En parlant ainsi, son bras nerveux secouait le capitaine à demi étouffé, et en finissant il le repoussa loin de lui avec une telle force que Borroughcliffe alla tomber à l’autre bout de la chambre, après avoir renversé en route une table et deux ou trois chaises.
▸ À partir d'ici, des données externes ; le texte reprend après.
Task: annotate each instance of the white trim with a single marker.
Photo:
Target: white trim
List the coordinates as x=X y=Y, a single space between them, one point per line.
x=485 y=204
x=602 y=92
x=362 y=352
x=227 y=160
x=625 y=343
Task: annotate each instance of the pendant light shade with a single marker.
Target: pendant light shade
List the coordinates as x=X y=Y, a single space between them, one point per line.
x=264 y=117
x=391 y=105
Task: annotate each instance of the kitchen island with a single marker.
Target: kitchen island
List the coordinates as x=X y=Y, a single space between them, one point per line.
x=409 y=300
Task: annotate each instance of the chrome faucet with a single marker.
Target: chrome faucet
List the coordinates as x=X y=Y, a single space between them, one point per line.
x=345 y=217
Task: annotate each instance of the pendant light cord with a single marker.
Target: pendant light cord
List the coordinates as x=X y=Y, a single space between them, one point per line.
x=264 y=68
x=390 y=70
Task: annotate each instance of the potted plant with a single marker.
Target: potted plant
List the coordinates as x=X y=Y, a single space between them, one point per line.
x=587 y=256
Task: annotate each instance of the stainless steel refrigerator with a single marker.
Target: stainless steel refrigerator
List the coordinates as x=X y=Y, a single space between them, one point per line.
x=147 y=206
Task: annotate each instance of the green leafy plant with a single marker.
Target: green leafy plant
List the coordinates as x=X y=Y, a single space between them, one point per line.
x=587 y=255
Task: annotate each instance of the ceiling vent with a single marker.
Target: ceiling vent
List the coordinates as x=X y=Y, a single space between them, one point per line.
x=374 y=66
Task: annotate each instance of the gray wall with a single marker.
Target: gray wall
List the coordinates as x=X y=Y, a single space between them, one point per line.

Quand il fut sorti de l’espèce de stupeur dans laquelle l’avait jeté cet acte de violence inattendu, Borroughcliffe se releva, et tira son épée.

— Comment ? drôle ! s’écria-t-il, il faut donc t’apprendre à vivre ?

Dès que le contre-maître vit la main du capitaine se poser sur la garde de son épée, il saisit son harpon, qui était appuyé derrière lui contre la muraille, et en dirigea la pointe contre la poitrine de son adversaire d’un air qui lui annonçait le danger qu’il courait s’il avançait d’un seul pas.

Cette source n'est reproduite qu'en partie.